# Tiny Bubbles will NOT go away, please help.



## Born4spd (Jan 20, 2008)

All my water Parameters are ok. I do weekly water changes. Im running an Aquatech 20-40 HOB power filter.

I have cories, neon tetras, and guppies.

NOW the problem... There are TINY bubbles suspended in the water.

I have tried lowering and raising the water level..
More water changes..

None of this works..

Instead of adding a quick remedy chemical , i want to know what is causing this problem in my tank.

Any one have any ideas?

Oh and any arrangement tips?


----------



## Zule (Jan 18, 2008)

Do you mean they're floating around mid-water or clinging to the sides of the tank? I had the latter problem when I first set up my tank. They wouldn't go away for the first few days of cycling, so I reached in and gently ran my fingers across wherever there were those pesky little bubbles. They haven't come back since.


----------



## Born4spd (Jan 20, 2008)

Suspended bubbles... 

That pic is actually rather clear... those are mostly bubbles. 


My water level is all the way up.


----------



## thespiff (Nov 12, 2007)

One time I did a big water change and the next day noticed a lot of bubbles clumped around the tank. They wouldn't go away for days. Eventually I realized what they were: snail eggs from the hitchhikers on my plants. My fish gobbled them up eventually.

Are you sure they are just air bubbles?


----------



## Born4spd (Jan 20, 2008)

Yea they are bubbles... 

They are TINY... but they arent on the tank they flow IN the water... they are floating in the middle of the water.

Its kind of like when you run the hot water and it gets cloudy from all the little bubbles... lol


----------



## willow (Sep 9, 2006)

hi
is it possible that it's caused by your water flowing
back into the tank from the filter,i find that when the flow is strong
i sometimes get little bubbles in the water,
i find them anoying,as they make my tank sometimes appear
cloudy.Is there any chance of re positioning(sp) the nozzel,
or spray bar to see if this changes anything.


----------



## Born4spd (Jan 20, 2008)

I have a HOB powerfilter so i cant really do anything other than change water level.. 
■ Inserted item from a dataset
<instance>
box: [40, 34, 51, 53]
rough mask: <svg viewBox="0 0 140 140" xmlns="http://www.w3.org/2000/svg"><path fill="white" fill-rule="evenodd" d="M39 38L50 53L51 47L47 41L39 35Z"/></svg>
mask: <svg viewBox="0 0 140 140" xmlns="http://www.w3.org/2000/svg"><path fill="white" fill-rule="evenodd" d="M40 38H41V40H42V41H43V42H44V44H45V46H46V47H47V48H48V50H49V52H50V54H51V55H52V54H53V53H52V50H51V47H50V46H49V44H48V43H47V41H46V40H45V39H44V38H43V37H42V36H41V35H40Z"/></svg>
I have tried it up , and tried it down... bUbbles still remain 

Thanks for your help though.


----------



## willow (Sep 9, 2006)

no worries. 
maybe someone else who has HOB filter might pop in
with a suggestion,
i hope you get it worked out.


----------



## Born4spd (Jan 20, 2008)

Im starting to think it may be my driftwood.

Its cypress... maybe it has some thing in it that releases air?


----------



## willow (Sep 9, 2006)

hi
i wouldn't have thought that the wood would do that,
having said that,how long has it been in there,
is it possible the bubbles are from the wood becomming
wter soaked perhaps. ?
you could always test to see,take the wood out 
if the bubbles are still there then it's not that,and i would
then say its the flow from the filter back into the tank.


----------



## Falina (Feb 25, 2007)

Did you soak the wood before putting it in/ If not then it may not have been waterlogged in which case it is just becoming water logged now and is releasing th air. I still think this is unlikely as i wouldn't have thought this would have left bubbles for any prolongued period of time.

Follow Willows suggestin and leave it out for a few days to se if the peoblem persists, but I doubt it's the wood TBH.


----------



## LincolnS (Dec 24, 2007)

is you air pump directly underneath of your filter? I get small bubbles in mine from that.


----------